Polynomial functions are a type of mathematical expression composed of variables, coefficients, and exponents. The general form of a polynomial function can be expressed as: \[ f(x) = a_n x^n + a_{n-1} x^{n-1} + ... + a_1 x + a_0 \]where:

• \( a_n, a_{n-1}, ..., a_1, a_0 \) are coefficients or constants that can be any real number.
• \( n \) is a non-negative integer, indicating the highest degree of the polynomial.

An important feature of polynomial functions is their continuity and differentiability, which makes them useful in modeling various real-world situations.

For example, in our exercise, we have the polynomial function \( f(x) = -x^3 + 2x - 2 \). Here, the highest degree is 3, making it a cubic function. Understanding the structure of polynomial functions helps us to easily compute their values at specific points through substitution.

Algebraic expressions are combinations of numbers, variables, and arithmetic operations like addition, subtraction, multiplication, and division. They are fundamental in forming equations and analyzing relationships between variables. A basic algebraic expression might look like:\[ 3x + 4y - 7 \]In algebraic expressions, each component serves a purpose:

• Numerical coefficients, like 3 and 4, determine the weight of the variable they are multiplied by.
• Variables, such as \( x \) and \( y \), represent unknown values that can vary.
• Constants, such as -7, are fixed values that do not change.

In our exercise, the expression \( -x^3 + 2x - 2 \) consists of three terms, where each term is either a constant or involves a variable. Understanding these components is essential for evaluating expressions at given values.

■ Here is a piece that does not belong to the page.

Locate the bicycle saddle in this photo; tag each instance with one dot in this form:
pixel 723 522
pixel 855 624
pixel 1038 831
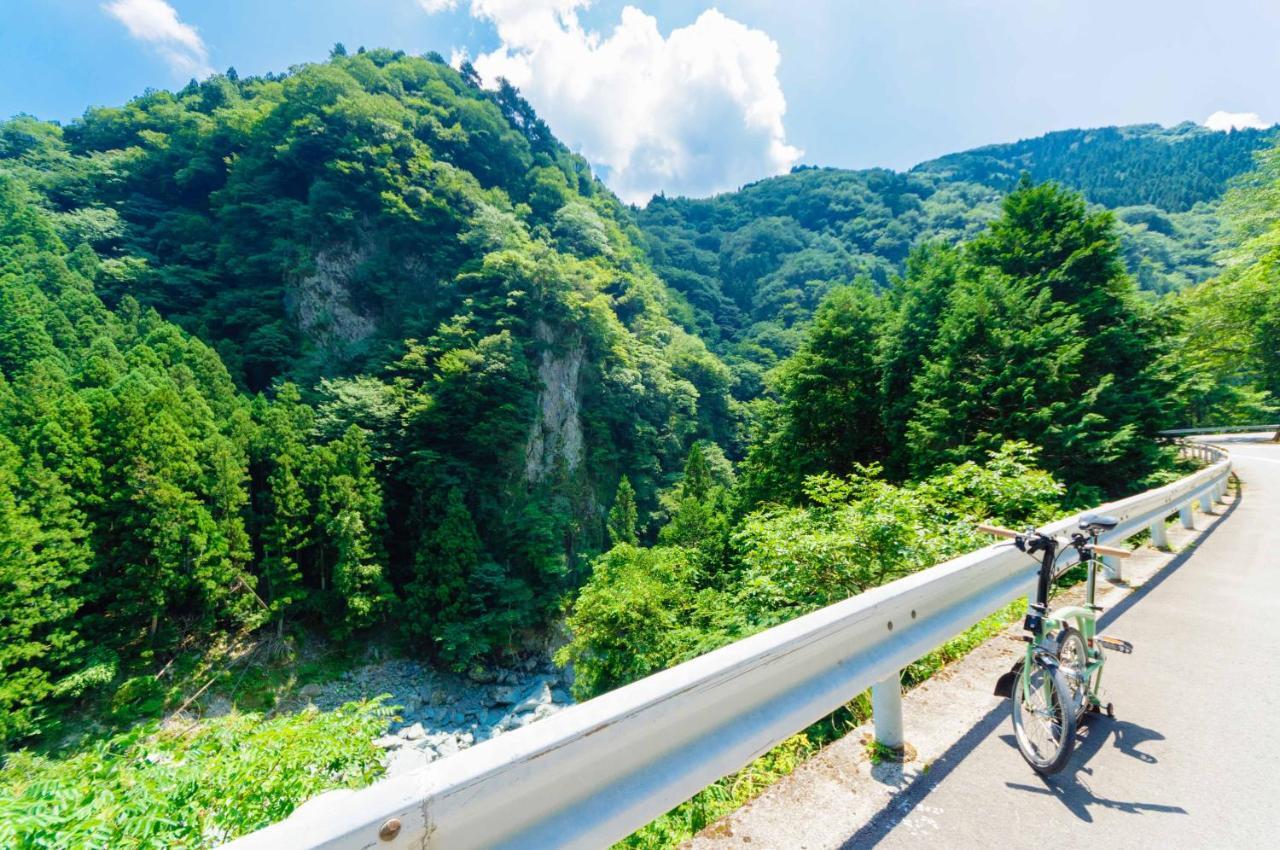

Substitution is a common method used to evaluate functions and expressions. It involves replacing a variable with a given number. This technique is crucial when solving problems that require determination of specific values of a function.

For instance, given the function \( f(x) = -x^3 + 2x - 2 \), we might want to find the output when \( x = 10 \). To do so, we substitute \( 10 \) where \( x \) appears in the equation, performing step-by-step arithmetic operations to simplify it:

• Compute \( 10^3 \), which is 1000.
• Multiply this result by -1 to get -1000.
• Calculate \( 2 \times 10 \) which gives 20.
• Add all computed terms following the order of operations: \(-1000 + 20 - 2\).
• This yields \(-982\), the result of the substitution.

Substitution simplifies the process of evaluating complex functions, turning them into straightforward arithmetic procedures.